Repreendo meu medo, envergonhado com meu fracasso, mas me forço a continuar olhando para a água lá embaixo. Escura, com correntezas fortes, o que terá abaixo dela? Rochas? Peixes? Lixo? A praia não é tão poluída, mas o rio é até demais. O rio contamina o mar, sufoca a beleza que ele carrega. Exatamente como eu faço com outras pessoas.

Encosto minha cabeça na barra metálica onde meus braços estão apoiados e fecho os olhos, me concentrando no barulho dos carros que atravessam a ponte, no ar soprando próximo aos meus ouvidos e na água seguindo seu percurso metros abaixo de mim.

Dou uma nova espiada, avaliando a posição em que estou e a água escura me chamando com toda a sua beleza e grandiosidade. Como eu ficaria misturado  a essa água? Provavelmente não muito bonito.

– Tudo bem aí? – a voz de alguém me desperta.

Ergo o rosto e encontro um ciclista que parou para conferir como eu estava. Não é estranho. Essa ponte é carregada de maldições. Dezenas de pessoas já se jogaram daqui desde que ela foi inaugurada, há cinco anos.

– Sim, tá tudo bem – eu digo, mas tenho certeza de que minha voz não soa confiável.

O homem, na casa dos 30, olha para os lados e depois para mim de novo, como se pensasse no que fazer.

– Já tô indo embora – eu tento mais uma vez, para tranquilizá-lo.

Ele acena com a cabeça, mas não parece acreditar em mim.

– Posso te acompanhar, se quiser.

– Não precisa. Eu vou pro lado oposto ao que você está indo.

– Ah, certo.

Nós nos encaramos.
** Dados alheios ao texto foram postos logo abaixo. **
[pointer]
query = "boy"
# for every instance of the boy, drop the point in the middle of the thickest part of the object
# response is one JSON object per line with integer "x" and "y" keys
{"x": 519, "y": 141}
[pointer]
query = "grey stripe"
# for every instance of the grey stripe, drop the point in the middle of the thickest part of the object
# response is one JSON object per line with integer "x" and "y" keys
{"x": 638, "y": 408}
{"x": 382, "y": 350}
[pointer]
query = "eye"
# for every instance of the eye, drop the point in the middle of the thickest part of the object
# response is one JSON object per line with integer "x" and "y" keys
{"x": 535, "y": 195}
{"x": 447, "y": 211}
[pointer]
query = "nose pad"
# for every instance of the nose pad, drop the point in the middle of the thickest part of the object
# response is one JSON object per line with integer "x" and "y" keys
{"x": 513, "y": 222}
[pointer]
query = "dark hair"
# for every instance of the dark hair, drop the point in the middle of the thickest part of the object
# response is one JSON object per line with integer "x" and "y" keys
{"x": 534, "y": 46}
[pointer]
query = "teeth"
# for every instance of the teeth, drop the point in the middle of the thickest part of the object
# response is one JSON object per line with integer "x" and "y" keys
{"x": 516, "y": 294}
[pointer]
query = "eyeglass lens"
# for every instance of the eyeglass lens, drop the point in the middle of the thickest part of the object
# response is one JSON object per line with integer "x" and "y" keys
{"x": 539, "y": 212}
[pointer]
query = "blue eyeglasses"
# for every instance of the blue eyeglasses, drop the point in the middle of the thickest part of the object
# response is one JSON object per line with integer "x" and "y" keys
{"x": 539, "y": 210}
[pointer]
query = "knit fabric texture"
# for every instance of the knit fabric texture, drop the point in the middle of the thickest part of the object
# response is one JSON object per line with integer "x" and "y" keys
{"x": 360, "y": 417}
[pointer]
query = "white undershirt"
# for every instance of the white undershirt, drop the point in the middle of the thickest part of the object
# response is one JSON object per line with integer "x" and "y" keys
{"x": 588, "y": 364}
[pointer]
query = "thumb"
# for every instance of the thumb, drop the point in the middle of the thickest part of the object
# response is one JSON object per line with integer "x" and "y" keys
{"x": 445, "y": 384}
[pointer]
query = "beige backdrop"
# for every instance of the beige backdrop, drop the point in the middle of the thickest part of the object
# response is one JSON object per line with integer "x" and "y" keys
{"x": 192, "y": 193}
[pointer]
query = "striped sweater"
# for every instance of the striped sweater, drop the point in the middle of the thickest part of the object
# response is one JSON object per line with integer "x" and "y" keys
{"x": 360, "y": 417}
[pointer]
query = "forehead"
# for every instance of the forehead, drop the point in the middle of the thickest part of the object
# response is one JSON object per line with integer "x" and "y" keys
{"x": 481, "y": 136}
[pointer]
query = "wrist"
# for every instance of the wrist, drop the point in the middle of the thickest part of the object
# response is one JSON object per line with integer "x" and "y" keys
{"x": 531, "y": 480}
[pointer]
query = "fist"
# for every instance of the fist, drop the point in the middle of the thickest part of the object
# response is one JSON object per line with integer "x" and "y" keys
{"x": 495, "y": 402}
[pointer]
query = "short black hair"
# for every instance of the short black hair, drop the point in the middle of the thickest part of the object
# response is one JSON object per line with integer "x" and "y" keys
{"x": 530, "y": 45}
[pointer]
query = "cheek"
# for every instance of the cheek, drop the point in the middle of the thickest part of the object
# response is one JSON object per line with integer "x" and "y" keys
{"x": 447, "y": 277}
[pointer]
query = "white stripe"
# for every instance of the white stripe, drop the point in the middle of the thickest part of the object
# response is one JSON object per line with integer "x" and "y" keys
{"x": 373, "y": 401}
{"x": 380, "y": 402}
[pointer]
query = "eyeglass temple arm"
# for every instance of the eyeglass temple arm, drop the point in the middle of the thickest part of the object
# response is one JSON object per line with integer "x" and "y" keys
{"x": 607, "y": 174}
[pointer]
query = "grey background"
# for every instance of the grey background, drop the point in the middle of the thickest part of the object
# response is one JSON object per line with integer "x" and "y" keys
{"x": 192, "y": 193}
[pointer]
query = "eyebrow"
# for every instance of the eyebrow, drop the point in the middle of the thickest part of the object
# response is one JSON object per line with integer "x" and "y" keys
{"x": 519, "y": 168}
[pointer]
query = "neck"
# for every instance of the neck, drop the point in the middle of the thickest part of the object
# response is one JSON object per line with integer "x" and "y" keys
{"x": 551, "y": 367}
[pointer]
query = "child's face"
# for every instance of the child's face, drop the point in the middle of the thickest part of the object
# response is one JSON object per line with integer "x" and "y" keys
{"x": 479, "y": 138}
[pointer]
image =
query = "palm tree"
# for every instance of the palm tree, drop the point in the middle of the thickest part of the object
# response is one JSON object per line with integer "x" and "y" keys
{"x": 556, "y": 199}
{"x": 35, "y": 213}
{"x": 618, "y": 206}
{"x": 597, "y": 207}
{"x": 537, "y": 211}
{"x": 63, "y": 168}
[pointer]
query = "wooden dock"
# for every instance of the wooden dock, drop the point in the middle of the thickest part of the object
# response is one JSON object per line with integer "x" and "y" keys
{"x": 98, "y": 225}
Ele espera que eu vá embora, mas eu espero o mesmo dele. Acho que ele não vai embora até ter certeza de que eu fui também. Penso que ele está sendo um pouco ridículo, o que ele tem a ver comigo? Por que não cuida da sua vida? Mas não quero causar confusão ou chamar atenção de outras pessoas, principalmente porque um grupo de adolescentes vem vindo e já os imagino cochichando sobre a situação logo que passarem por nós. Uma novidade interessante para preencher mais um dia de tédio.

Eu aceno para o homem, dando adeus, e viro as costas, começando a caminhar para a direção de onde vim. Olho para trás, conferindo se ele já foi embora, mas ele ainda está parado e olhando para mim. Tento reprimir o gemido de frustração e sigo meu caminho. Atrevo-me a olhar só mais uma vez, quando imagino já estar longe o suficiente. O homem foi embora.

Eu poderia voltar se quisesse. Uma voz na minha cabeça pede para que eu volte. Implora. Não estava tão ruim assim lá em cima, estava? A sensação de liberdade foi maior que o medo. Eu poderia voltar.

Então, antes que mude de ideia, corro para a calçada e aceno para o primeiro ônibus que passa. Não é o que me levará de volta para casa, mas não me importo em dar uma volta a mais pela cidade se isso for me manter longe de certos pensamentos que já não suporto.